Help! My child asks for snacks all day long and then refuses to eat their meals. Sound familiar? If so, don’t worry, you are not alone as this is probably one of the most common things I hear from parents on a regular basis.

The Truth About Snacking

It’s completely normal for kids to get hungry every 2-4 hours. Their little tummies (which are the size of a small fist) fill up quickly but as they burn off food quicky too they get hungry more often and so they need more opportunities to eat throughout the day.

Snacks can and should form part of a healthy, balanced diet. They provide nutrients such as iron and calcium as well as other vitamins and minerals essential for growth and development.

The right kind of snack provided at the right time, can have a positive impact on energy levels, mood, concentration and even behaviour. Keeping kids fuller for longer and with a better appetite when it comes to mealtimes.

Creating structure and routine around snack times is an excellent way of helping kids to learn self-regulation when it comes to their hunger and fullness.

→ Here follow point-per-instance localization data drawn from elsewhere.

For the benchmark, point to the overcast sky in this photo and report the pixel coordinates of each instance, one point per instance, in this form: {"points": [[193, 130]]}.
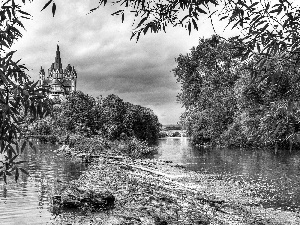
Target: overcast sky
{"points": [[107, 62]]}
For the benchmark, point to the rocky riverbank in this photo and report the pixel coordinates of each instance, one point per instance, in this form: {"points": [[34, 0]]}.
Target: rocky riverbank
{"points": [[155, 192]]}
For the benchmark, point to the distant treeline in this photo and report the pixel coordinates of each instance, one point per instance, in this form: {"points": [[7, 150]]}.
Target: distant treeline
{"points": [[109, 117], [229, 102]]}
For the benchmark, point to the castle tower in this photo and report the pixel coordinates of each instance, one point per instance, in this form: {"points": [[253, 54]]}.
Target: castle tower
{"points": [[60, 82], [42, 75], [57, 62]]}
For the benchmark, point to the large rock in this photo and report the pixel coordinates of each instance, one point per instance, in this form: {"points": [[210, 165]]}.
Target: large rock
{"points": [[73, 197]]}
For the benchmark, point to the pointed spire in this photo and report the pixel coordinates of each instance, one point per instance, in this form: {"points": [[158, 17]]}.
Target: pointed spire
{"points": [[57, 63]]}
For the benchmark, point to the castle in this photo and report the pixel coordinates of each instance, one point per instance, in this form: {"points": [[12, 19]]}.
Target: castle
{"points": [[60, 82]]}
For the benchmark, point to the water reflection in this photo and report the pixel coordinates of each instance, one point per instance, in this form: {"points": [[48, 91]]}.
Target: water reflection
{"points": [[27, 202], [273, 178]]}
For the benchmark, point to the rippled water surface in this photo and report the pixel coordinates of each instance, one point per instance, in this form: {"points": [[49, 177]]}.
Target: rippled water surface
{"points": [[273, 178], [27, 202]]}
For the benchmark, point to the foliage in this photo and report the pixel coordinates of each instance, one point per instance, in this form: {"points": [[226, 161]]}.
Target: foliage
{"points": [[207, 76], [79, 113], [133, 120], [19, 97], [137, 148], [110, 117], [226, 104]]}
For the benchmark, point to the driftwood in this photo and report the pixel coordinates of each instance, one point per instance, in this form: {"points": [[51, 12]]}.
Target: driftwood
{"points": [[73, 197]]}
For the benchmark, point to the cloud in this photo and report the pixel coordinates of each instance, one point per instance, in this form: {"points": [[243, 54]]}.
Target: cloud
{"points": [[99, 47]]}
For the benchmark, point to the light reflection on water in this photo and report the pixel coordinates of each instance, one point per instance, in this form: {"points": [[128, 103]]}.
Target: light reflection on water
{"points": [[27, 202], [273, 178]]}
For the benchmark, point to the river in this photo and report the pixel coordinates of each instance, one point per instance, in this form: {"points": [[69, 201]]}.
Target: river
{"points": [[273, 178], [28, 201]]}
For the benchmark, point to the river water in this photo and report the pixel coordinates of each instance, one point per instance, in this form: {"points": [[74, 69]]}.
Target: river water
{"points": [[28, 201], [274, 178]]}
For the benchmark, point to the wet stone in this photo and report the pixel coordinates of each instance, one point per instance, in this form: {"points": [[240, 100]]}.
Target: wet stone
{"points": [[74, 197]]}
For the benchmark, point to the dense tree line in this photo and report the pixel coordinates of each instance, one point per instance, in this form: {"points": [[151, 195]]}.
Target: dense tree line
{"points": [[109, 117], [270, 32], [227, 104]]}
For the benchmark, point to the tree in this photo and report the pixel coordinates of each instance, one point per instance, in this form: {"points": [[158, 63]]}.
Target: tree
{"points": [[19, 97], [207, 76], [79, 113]]}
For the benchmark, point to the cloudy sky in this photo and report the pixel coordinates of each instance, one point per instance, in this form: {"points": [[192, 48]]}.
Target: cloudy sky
{"points": [[107, 62]]}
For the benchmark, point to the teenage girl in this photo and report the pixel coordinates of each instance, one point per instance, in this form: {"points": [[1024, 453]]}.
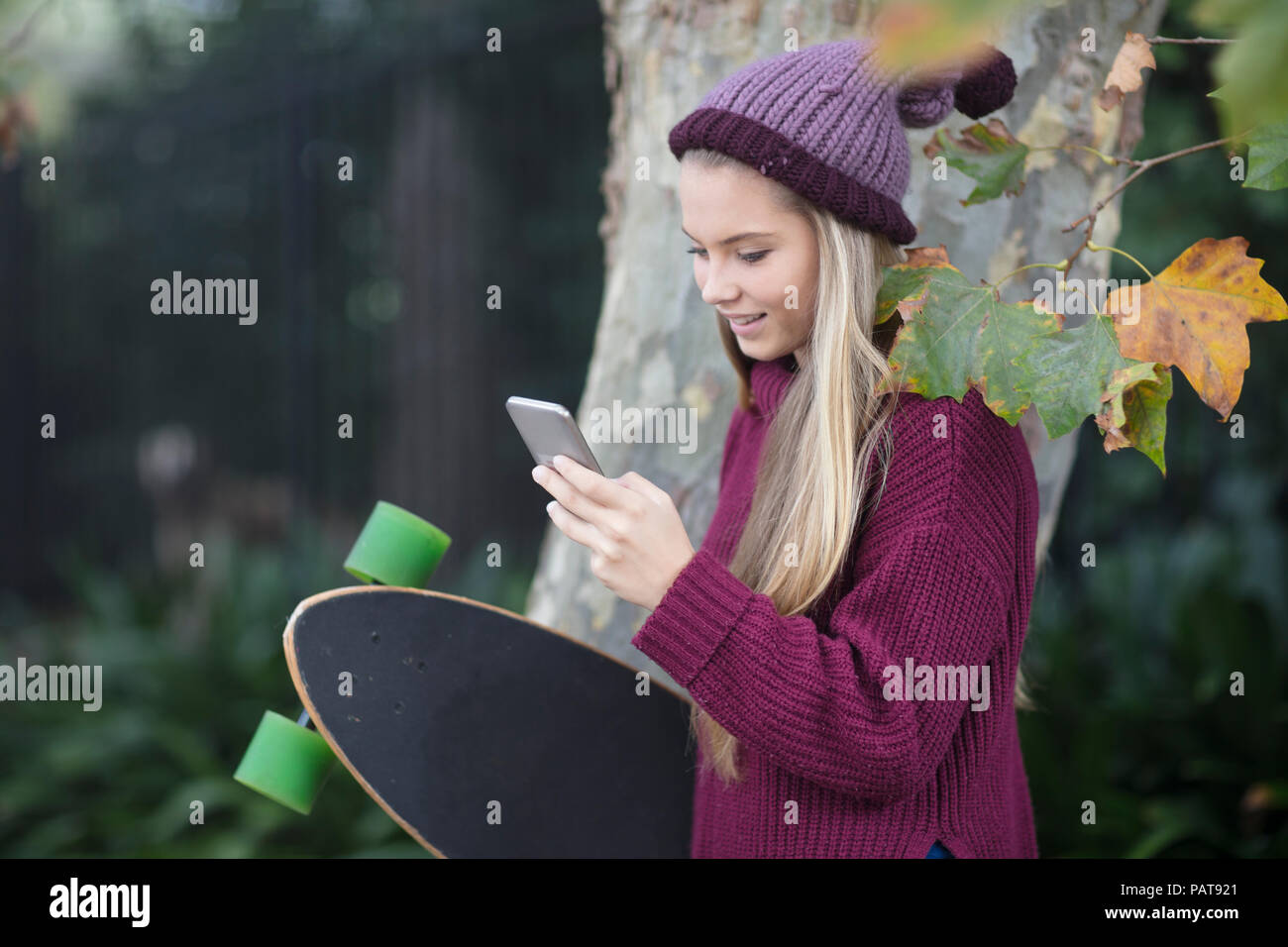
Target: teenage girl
{"points": [[849, 630]]}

The point is not to steer your child away from trusting his hunger cues. You want him to be intuitive and mindful when it comes to eating and communicate when he’s hungry or full. But you also want to give him the opportunity to become truly hungry–to know what that feels like–and then respond to it by eating until he’s comfortably full. This is self-regulation. Grazing throughout the day won’t give him that opportunity. It also creates a power struggle between parent and child when it comes to feeding and can disrupt daily activities and schedules.

Snacks As Mini Meals

When you offer snacks, do you provide a piece of fruit or a pancake. Cream crackers or a yogurt, a small biscuit or a cereal bar? These are typical snack foods which tend to be sweet and higher in sugar. There is absolutely nothing wrong with these foods but I encourage parents to look at snacks as mini meals and not a single item of food. Offering a combination of foods and as much variety as possible and using it as an opportunity to get extra fibre, vitamins and minerals into the diet as well as helping your child to get their 5-7 daily portions of fruit and vegetables. It is worth noting that sometimes dehydration can present as hunger, so it is important to keep them hydrated by offering drinks regularly throughout the day.

Schedule Your Snacks

One of the reasons parents let their kids snack when they want throughout the day is because they worry their little ones won’t get the nutrition they to thrive. This is totally understandable and as a parent I can relate to this. However, allowing kids to graze all day is often the reason kids don’t come to the dinner table hungry. And when they don’t come to the table hungry, they are a lot less likely to eat their meals. Mealtime stress and meltdowns are never too far away either.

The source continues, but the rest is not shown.